5. Klima und Naturkatastrophen
Es gibt nur zwei Jahreszeiten in Westindien. Trocken- und Regenzeit. Die Trockenzeit dauert ungefähr von Dezember bis Mai und ist sehr heiß, luftig und staubig. Dann ist von Juni bis November die Regen- oder Hurrikansaison. Zu dieser Zeit entwickeln sich in der Nähe der westafrikanischen Küste eine Reihe von Stürmen und Hurrikanen, die über den Atlantik in die Karibik gelangen. Sehr gefährliche Zeit, in der einige Länder, wie Grenada und Haiti, fast jedes Jahr unglücklich sind, diese Katastrophen zu erleben. Abgesehen von dem, der Haiti im Januar 2010 getroffen hat), der voraussichtlich zuschlagen wird, ist er 20 Jahre überfällig!
4. Essen
Das Essen in der Karibik basiert hauptsächlich auf afrikanischen, spanischen, chinesischen und ostindischen Gerichten, ist jedoch im Allgemeinen eine Kreuzung der Küchen aus dem Rest der Welt.
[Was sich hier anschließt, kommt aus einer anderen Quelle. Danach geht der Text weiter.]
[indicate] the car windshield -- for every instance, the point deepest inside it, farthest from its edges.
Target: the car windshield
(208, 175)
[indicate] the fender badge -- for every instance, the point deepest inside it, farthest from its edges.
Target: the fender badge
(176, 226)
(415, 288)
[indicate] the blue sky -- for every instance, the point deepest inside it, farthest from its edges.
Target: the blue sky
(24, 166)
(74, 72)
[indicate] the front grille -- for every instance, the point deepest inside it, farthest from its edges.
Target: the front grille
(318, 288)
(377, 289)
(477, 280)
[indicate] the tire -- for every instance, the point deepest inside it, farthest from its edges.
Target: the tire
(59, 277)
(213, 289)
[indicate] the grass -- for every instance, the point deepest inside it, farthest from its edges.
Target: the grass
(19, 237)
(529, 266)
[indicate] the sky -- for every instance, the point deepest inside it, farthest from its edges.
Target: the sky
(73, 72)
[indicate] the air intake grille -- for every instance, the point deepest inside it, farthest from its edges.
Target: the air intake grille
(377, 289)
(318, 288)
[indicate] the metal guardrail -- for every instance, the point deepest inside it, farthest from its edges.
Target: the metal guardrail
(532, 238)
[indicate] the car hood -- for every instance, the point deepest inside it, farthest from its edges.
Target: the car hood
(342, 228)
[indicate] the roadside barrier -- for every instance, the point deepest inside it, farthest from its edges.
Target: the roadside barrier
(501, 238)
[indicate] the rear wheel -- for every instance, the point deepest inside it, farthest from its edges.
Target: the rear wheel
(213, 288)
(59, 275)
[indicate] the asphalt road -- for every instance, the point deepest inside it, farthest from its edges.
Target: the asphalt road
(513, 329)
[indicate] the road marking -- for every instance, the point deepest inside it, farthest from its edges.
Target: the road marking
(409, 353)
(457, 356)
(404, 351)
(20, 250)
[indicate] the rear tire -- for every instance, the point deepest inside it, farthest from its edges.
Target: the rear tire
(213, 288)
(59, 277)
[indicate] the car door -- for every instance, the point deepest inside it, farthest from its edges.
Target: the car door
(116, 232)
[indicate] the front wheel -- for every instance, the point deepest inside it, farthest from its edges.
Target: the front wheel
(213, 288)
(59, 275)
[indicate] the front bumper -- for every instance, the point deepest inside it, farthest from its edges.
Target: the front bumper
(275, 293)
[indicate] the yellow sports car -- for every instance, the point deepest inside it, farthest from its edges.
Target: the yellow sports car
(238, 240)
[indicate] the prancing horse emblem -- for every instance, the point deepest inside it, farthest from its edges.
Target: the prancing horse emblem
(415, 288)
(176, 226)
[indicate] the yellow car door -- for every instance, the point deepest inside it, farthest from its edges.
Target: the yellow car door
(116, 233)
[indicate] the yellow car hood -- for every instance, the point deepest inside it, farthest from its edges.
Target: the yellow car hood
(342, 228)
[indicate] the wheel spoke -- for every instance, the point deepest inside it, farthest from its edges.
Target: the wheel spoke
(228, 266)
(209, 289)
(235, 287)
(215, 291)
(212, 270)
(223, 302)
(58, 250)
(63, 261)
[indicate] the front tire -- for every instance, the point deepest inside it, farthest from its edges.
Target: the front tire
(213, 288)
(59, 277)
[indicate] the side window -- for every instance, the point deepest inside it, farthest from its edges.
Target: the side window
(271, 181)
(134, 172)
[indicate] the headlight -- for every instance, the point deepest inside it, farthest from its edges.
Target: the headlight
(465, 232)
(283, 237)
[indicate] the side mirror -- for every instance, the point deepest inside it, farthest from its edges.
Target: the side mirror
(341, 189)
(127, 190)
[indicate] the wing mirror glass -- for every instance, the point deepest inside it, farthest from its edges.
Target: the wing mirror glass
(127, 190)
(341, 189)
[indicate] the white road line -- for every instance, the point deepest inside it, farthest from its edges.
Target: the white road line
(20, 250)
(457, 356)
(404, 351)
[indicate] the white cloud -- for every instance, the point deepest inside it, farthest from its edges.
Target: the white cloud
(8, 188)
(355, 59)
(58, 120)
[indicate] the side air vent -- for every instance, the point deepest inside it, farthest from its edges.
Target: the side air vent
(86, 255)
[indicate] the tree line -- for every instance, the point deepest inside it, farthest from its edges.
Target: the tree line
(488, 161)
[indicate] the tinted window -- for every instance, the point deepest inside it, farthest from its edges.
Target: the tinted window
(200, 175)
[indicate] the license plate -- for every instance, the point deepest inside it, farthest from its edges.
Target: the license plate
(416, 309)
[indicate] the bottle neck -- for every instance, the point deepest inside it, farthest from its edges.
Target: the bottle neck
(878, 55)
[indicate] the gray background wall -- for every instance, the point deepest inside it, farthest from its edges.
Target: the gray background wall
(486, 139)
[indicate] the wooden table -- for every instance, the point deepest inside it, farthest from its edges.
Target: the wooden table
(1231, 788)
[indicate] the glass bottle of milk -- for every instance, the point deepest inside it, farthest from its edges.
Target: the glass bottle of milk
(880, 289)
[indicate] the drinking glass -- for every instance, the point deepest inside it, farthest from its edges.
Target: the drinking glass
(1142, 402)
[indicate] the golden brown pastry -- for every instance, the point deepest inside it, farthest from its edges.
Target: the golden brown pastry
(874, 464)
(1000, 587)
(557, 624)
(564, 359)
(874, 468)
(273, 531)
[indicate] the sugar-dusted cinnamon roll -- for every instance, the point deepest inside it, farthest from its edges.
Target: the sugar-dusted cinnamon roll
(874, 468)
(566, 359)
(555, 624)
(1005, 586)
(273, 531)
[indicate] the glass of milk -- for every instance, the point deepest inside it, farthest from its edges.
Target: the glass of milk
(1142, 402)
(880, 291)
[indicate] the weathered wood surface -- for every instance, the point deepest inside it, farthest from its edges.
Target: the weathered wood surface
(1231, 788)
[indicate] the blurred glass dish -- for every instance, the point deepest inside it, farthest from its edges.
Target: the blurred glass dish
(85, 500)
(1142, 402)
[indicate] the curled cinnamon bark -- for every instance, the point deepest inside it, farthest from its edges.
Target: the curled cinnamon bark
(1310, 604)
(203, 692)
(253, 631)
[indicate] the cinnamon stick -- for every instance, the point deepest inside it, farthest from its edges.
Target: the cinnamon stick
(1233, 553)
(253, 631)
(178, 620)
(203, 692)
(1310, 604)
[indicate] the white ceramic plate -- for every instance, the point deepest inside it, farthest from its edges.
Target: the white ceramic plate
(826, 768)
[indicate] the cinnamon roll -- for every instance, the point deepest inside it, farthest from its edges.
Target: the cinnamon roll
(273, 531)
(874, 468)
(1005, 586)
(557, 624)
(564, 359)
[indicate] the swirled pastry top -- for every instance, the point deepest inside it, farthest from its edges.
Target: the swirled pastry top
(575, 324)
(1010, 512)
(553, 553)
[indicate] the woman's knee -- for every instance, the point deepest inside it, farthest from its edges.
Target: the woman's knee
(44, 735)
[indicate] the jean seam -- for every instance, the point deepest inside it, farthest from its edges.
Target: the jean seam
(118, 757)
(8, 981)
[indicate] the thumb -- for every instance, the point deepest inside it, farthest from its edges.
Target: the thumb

Gewürze, Paprika und viele verschiedene Arten von Kräutern (Gewürzen) werden häufig für die Zubereitung der meisten Mahlzeiten verwendet. Beliebte Gerichte sind hier Jerk Chicken (Jamaika), gebratener fliegender Fisch (Barbados), allgemeine Meeresfrüchte, die auf viele verschiedene Arten zubereitet werden, sowie gedünstete Erbsen und Bohnen wie Taubenerbsen. Roti mit Sitz in Ostindien enthält Currys und Gewürze. Callaloo-Suppe, die aus Dasheenblättern, Okra (siehe Abbildung oben) und manchmal Krabben besteht, wird manchmal mit Reis gegessen und ist in Trinidad und Tobago am weitesten verbreitet.
3. Flora und Fauna
Flora und Fauna (Blumen und Tiere) sind reichlich vorhanden und vielfältig. Trockene und feuchte Wälder, Savannen und Mangrovensümpfe bedecken das Land, auf dem die Eingeborenen nicht leben. Viele schöne Blumen machen hier ihr Zuhause; Zum Beispiel ist die Bwa Kwaib die Nationalblume von Dominica, die Bougainvillea von Grenada und die Heliconia von Montserrat (siehe Abbildung oben). Obstbäume sind auch überall zu finden: wie Mango, Papaya, Orange, Banane, Guave, Ananas, Tamarinde und Wassermelone. Einige der Wildtiere in dieser Region sind vom Aussterben bedroht und als solche von den jeweiligen Regierungen geschützt jede Insel. Die Jagd ist erlaubt, jedoch nur zu bestimmten Jahreszeiten, wobei unter anderem Agouti (Nagetiere), Leguan, Manicou (Opossum) gejagt werden. Tiere wie die Seekuh (Seekuh), die bahamische Hutia und die Klapperschlange der Insel Aruba sind absolut vor Schäden geschützt. Interessant zu bemerken: Ich habe kürzlich von einer Austernart in Westindien erfahren, die auf (Mangroven-) Bäume klettern kann!
2.Feste
Das Hauptfest, an dem Einheimische und Touristen auf den meisten karibischen Inseln teilnehmen, ist der Karneval. Diese Explosion von Farbe, Energie und Spaß findet in der Dominikanischen Republik, in Antigua, Jamaika, St. Kitts, Nevis und Barbados statt. Dieses Festival ist in den verschiedenen Gebieten unterschiedlich, aber eines bleibt wahr. Die farbenfrohen, schönen Kostüme und der Spaß! Der Karneval ist die letzte große Party vor Beginn der Bußzeit der Fastenzeit. Andere Aktivitäten werden durchgeführt, wobei die meisten Ähnlichkeiten mit dem Karneval aufweisen. Das Crop Over Festival auf Barbados, das Tumba Festival auf Curaçao und sogar der St. Patrick's Day in Montserrat finden das ganze Jahr über statt. Alle haben eine tiefe historische Bedeutung.
1.Tourismus
Dies ist natürlich das, worum es fast jeder Nicht-Insulaner in der Karibik geht: Sonne, Meer und Sand! Die Mehrheit der Ausländer kommt hierher, um die natürliche Schönheit des Landes und der Bäume zu erleben und die reine, saubere Luft einzuatmen, während sie in der Sonne liegen. Auch der Ökotourismus ist ein großer Erfolg. Menschen besuchen Schutzgebiete wie das Asa Wright Naturzentrum in Trinidad, Little Tobago, auch bekannt als Bird of Paradise Island, das Reef Resort auf den Kaimaninseln und das Balenbouche Estate (siehe Abbildung oben) in St. Lucia, um seltene Tiere in ihrem natürlichen Lebensraum zu beobachten . Einige Touristen kehren Jahr für Jahr aus all den anderen in dieser Liste genannten und vielen weiteren Gründen zurück.